No nos envidies, querido Jilguero. Somos muchos a los que un día nos dejaron tirados en la calle o abandonados junto al muro de un albergue para perros.

No en balde los humanos hablan de 'vida perra' y 'perrerías'... Hay muchos de mis amigos a los que les gustaría ser 'jilgueros':-)

Feliz día, amigo. Te lo dice una simple perra: DOUCE
José Francisco ha dicho que…
¡ Qué decir de los auténticos animales...bípedos , que tratan a los que consideran animales como auténticos ...reos de sus caprichos..?

Pues eso...que deberían verse en su pellejo para entender lo que la soledad y el desamparo duelen...con dos o cuatros patas..., qué más da si lo importante es tener tan solo un corazón...vivo ....
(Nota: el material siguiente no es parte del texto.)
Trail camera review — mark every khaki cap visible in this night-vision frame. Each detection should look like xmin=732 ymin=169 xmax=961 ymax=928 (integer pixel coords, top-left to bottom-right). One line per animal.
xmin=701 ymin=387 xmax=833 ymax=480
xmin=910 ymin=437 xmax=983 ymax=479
Yo he de confesarte , al márgen de mi anterior escrito...que soy feliz con mis trinos...los regalo sea cual sea mi trajecito....de animal con el que me vea embestido, pues no es , como sabes , el hábito lo que hace al monje..

Por otro lado amiga cuadrúpeda..en ningún momento mencioné la palabra envidia.....debes recordar que semejante " Virtud " está reservada de manera exclusiva..repito a nuestros congéneres bípedos.

Si alguno de tus amigos deseara saber como vivimos los jilgueros..un poco alocados.., solo tienes que decírselo, nos quedan plazas vacías en éste confortable nido.

Bueno querida Douce...te deseo todo lo mejor....ya sabes que no hay collar ni cadena que ate a los corazones generosos, agradecidos, dos, cuatro patitas...poco importa pues la felicidad se caractaeriza , entre otras cosas , por ser fiel a tí mismo.

Guau...¡¡ Guau...¡¡ Pío...Pío
Campurriana ha dicho que…
He visto este reportaje esta mañana mientras desayunaba, Náufrago y Douce. Yo cada vez que veo un perro en un coche siento un poco de desasosiego, la verdad...Sé que es inevitable a veces pero no puedo dejar de sentirme un tanto incómoda al verlos ahí, tan indefensos, tan dependientes...

Las fotografías son impresionantes, la verdad.